A l’époque, Finkielkraut expliquait encore avoir grandi à la fois “dans la fascination du génocide en tant qu’enfant né après les persécutions, et dans le manque d’un univers symbolique, d’une culture juive”. “Du coup, poursuivait-il en 1980, la condition juive était en quelque sorte symbolisée dans l’événement du génocide d’Auschwitz. J’avais une sorte d’injonction intérieure qui me disait : “Il faut être juif pour ne pas terminer le travail de Hitler” et qu’est-ce que c’était pour qu’être juif, c’était m’identifier aux victimes, c’était être un détenu des camps de concentration par procuration.”

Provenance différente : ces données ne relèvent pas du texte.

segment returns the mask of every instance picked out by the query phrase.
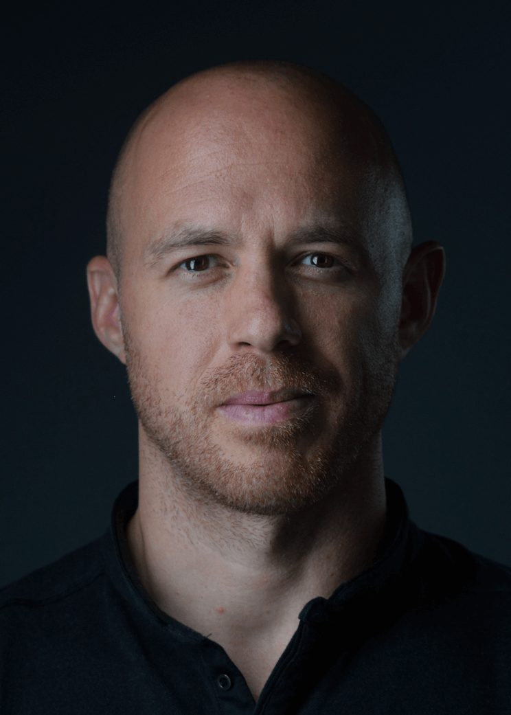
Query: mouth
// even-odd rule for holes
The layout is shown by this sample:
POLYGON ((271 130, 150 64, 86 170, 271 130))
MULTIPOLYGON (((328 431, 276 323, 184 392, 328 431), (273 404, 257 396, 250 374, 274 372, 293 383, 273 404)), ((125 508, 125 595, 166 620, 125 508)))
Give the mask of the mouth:
POLYGON ((284 422, 310 409, 314 395, 297 390, 247 392, 234 395, 218 409, 224 417, 244 424, 284 422))
POLYGON ((314 397, 312 393, 302 390, 284 389, 272 392, 247 392, 233 395, 222 403, 225 405, 250 405, 262 407, 265 405, 275 405, 279 403, 290 402, 292 400, 305 397, 314 397))

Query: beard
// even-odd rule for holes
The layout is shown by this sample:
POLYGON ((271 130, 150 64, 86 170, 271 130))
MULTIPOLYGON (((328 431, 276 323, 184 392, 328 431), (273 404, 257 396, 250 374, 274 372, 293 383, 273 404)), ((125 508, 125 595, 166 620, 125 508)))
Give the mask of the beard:
MULTIPOLYGON (((254 515, 295 513, 347 483, 381 428, 394 392, 397 336, 353 360, 347 390, 337 371, 296 354, 234 355, 204 373, 193 394, 172 393, 124 327, 132 398, 141 425, 168 465, 164 488, 254 515), (234 394, 290 388, 312 393, 284 422, 247 429, 215 408, 234 394)), ((367 347, 367 344, 366 344, 367 347)))

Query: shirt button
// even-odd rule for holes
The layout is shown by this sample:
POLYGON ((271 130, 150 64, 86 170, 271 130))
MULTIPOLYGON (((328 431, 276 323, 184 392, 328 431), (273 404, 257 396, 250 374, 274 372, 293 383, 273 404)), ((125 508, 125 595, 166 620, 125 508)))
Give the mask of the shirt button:
POLYGON ((229 690, 232 684, 231 679, 225 673, 222 673, 217 679, 217 685, 218 685, 220 690, 229 690))

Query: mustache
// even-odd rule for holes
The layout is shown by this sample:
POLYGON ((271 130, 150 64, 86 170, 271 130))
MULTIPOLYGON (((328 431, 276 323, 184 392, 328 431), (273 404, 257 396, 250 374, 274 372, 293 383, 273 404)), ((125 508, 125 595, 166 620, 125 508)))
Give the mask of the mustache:
POLYGON ((267 358, 232 355, 224 365, 207 370, 197 387, 203 406, 210 407, 239 393, 289 389, 322 396, 339 392, 342 384, 333 369, 282 353, 267 358))

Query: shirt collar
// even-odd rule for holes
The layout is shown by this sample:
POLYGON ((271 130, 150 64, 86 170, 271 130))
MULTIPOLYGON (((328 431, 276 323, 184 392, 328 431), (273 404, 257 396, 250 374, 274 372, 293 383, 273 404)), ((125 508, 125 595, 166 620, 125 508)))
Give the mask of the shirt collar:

Lorsque Zachmann a lu Finkielkraut, de six ans son aîné, pointant ce “décalage entre [sa] vie réelle, finalement assez heureuse et sans risque, et cette espèce de précarité dont [le] dotait l’histoire”, il ignorait encore beaucoup de sa propre histoire. L’histoire des juifs, en France, était encore largement assourdie. Dans bien des familles, mais aussi dans l’espace public. Simone Veil, par exemple, dira longtemps sa sidération face au déni des Français : aux procès de Laval et de Pétain, il n’avait pas été une seule fois question du sort des juifs envoyés en déportation, et assassinés. Et après l’attentat contre la synagogue de la rue Copernic, du côté de la place de l’Etoile, à Paris, Raymond Barre qui était Premier ministre avait déploré la mort de “victimes françaises innocentes” outre celle de juifs.
C’est aussi du fait de ce silence, et pour la manière dont il invitait à le défaire, que le livre de Alain Finkielkraut aura une telle portée. L’ouvrage était déjà achevé lorsque sa parution coïncidera avec cet attentat à l’origine d’une vague de protestation sans précédent. Sa portée n’en sera que plus grande alors que l’auteur venait par exemple d’écrire, dans un extrait mis en avant par Le Seuil, éditeur du Juif imaginaire, comme argument de vente :
« Le Juif errant, c’est moi ; le détenu famélique au pyjama rayé, c’est moi ; moi, le torturé de l’Inquisition, moi Dreyfus à l’île du Diable. » Voilà le roman dans lequel j’ai passé mon adolescence. Le Différent, l’Écorché vif, le Rescapé : je n’en finissais pas de brandir et de savourer cette image. Du judaïsme, je ne retenais que l’adjectif auquel il me donnait droit et l’usage narcissique que je pouvais en faire. J’allais chercher dans mes origines, les fastes que me refusait la trame sans accroc d’une existence studieuse et sage. J’étais, d’un seul tenant, un Juif authentique et un Juif imaginaire. Ce livre ne raconte pas, après mille autres, l’histoire édifiante et pathétique de l’enfant né au judaïsme sous les espèces de l’injure et de la malédiction. Il relate un autre cheminement : le passage, jamais tout à fait accompli, de l’ostentation à la fidélité.